Non, effectivement, il y a des choses contre lesquelles on ne peut rien immédiatement : par exemple, la majorité des particules plastiques que l’on respire provient des peintures que l’on met sur nos bâtiments. A notre échelle, seules, on peut rien changer effectivement.
Et en même temps, je pense qu’il y a plusieurs pistes :
– épurer nos intérieurs et lieux de travail : on passe la majeur partie de nos vies enfermer, et si on fait attention à comment on meuble, peint, décore… ces lieux, c’est déjà un bon début
– faire attention à nos emballages et nos méthodes de cuisson : ne pas congeler dans du plastique, éviter les bouilloires en plastique, les plats en silicone…
– s’engager collectivement dans des associations qui luttent contre la pollution plastique. Je pense notamment à Zero Waste France et ses groupes locaux, et il doit y en avoir d’autres qui travaillent aussi sur ces sujets.
Avec tout ça, ça fait déjà pas mal non ? Je vais chercher d’autres idées, et j’en parlerai dans d’autres articles :D
C’est effrayant mais très intéressant en effet, …car toute commence par une prise de conscience !
De mon côté, j’essaie de remplacer dès que c’est possible le plastique par du verre au niveau de l’alimentaire, ou du bois, de l’inox selon les utilisations…
Je pense effectivement que c’est le point central sur lequel nous avons la main : l’alimentaire et notre environnement immédiat. Merci pour le partage de ton expérience :)
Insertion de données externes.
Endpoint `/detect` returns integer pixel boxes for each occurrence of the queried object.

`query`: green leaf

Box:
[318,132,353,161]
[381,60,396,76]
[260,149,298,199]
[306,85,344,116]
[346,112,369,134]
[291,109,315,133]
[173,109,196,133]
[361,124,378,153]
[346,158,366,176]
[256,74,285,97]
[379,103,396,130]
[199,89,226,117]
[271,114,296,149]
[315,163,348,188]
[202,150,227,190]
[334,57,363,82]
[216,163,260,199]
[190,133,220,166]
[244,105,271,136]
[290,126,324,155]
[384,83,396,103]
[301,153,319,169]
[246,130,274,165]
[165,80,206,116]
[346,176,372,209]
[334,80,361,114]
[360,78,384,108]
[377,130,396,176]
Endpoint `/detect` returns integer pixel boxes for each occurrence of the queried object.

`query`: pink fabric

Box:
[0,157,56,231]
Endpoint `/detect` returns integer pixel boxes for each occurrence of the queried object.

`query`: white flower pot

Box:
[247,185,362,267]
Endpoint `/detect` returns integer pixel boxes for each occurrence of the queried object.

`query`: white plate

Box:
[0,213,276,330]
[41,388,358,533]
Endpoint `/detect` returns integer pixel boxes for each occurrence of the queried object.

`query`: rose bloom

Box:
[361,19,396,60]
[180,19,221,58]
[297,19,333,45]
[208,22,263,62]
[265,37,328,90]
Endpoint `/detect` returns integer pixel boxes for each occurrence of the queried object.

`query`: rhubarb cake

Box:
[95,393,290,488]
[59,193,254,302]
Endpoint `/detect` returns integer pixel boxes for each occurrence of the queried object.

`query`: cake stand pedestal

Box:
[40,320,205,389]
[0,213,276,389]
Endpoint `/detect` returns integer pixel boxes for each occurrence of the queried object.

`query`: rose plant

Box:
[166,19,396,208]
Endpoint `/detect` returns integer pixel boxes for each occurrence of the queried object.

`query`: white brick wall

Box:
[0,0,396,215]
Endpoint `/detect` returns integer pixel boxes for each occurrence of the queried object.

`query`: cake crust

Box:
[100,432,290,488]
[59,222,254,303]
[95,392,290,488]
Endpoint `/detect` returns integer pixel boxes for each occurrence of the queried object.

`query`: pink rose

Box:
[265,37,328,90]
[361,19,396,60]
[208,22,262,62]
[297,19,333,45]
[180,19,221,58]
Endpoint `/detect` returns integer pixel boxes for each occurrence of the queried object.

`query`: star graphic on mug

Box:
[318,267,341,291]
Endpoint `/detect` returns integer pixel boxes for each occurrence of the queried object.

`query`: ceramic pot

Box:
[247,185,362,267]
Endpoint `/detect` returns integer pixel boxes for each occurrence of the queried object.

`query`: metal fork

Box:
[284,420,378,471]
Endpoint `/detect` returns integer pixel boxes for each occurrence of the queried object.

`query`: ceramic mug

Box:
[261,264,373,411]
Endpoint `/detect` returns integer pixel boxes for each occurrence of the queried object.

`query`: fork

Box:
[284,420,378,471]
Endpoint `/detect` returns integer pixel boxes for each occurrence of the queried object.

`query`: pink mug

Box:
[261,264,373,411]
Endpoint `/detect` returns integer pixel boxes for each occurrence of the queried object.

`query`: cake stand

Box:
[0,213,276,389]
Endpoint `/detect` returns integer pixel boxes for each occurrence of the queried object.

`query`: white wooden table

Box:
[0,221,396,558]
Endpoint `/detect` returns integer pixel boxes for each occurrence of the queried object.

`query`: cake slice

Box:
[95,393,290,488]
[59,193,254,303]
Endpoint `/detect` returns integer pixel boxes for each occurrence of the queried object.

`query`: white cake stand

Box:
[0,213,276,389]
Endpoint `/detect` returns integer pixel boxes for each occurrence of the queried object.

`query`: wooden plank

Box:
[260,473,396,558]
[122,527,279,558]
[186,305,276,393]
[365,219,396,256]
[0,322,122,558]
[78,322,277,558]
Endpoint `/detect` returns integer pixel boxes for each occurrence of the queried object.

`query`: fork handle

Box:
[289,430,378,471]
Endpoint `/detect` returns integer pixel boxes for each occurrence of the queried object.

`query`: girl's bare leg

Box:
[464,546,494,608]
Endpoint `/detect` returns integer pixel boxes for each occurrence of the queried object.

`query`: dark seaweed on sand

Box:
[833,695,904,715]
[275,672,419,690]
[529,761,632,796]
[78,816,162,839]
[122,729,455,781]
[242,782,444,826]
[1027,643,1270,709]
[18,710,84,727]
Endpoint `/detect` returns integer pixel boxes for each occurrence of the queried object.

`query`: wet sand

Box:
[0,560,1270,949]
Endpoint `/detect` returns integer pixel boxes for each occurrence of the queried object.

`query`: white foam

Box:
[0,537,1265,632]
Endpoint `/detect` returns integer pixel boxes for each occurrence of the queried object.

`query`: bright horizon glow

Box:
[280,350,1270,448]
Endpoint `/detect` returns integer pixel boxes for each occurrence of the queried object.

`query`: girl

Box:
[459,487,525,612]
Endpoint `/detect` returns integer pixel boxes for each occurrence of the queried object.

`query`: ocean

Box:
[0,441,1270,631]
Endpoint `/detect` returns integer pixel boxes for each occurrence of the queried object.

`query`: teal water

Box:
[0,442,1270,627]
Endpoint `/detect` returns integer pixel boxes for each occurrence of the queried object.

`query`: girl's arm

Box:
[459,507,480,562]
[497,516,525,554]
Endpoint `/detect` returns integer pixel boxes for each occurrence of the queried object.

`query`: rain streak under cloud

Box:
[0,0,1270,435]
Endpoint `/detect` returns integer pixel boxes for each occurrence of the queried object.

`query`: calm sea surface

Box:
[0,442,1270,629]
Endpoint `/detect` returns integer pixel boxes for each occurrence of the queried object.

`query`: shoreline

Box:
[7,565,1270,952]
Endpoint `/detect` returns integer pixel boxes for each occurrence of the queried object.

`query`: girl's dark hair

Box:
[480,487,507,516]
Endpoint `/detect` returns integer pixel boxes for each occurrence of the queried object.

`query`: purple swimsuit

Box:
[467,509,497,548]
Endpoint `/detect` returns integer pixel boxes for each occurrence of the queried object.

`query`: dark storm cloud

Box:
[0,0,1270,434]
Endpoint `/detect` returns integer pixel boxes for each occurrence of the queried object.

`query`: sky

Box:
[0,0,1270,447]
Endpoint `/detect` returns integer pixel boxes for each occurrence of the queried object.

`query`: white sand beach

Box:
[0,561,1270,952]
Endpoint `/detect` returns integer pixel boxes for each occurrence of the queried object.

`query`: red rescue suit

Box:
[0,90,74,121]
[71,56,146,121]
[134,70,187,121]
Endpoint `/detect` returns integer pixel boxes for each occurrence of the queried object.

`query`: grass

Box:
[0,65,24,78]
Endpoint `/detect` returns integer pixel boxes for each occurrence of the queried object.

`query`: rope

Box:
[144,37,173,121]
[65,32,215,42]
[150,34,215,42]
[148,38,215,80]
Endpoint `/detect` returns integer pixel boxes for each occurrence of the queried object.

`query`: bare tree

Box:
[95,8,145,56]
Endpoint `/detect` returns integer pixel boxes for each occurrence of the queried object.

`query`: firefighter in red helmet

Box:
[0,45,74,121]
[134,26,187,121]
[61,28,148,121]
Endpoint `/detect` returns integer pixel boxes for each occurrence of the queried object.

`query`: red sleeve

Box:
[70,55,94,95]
Merci Clémentine! Intéressant et effrayant aussi. Pas évident de faire sortir le plastique de nos vies, même en favorisant le vrac, le verre, l’inox. Il y en a partout. J’attends ton prochain article avec impatience…
Oui, c’est effrayant. Je te conseille le reportage en lien au début de l’article si tu souhaites en savoir plus. Et je vais chercher des solutions, même si je pense effectivement comme toi que bannir totalement le plastique de nos vies est impossible.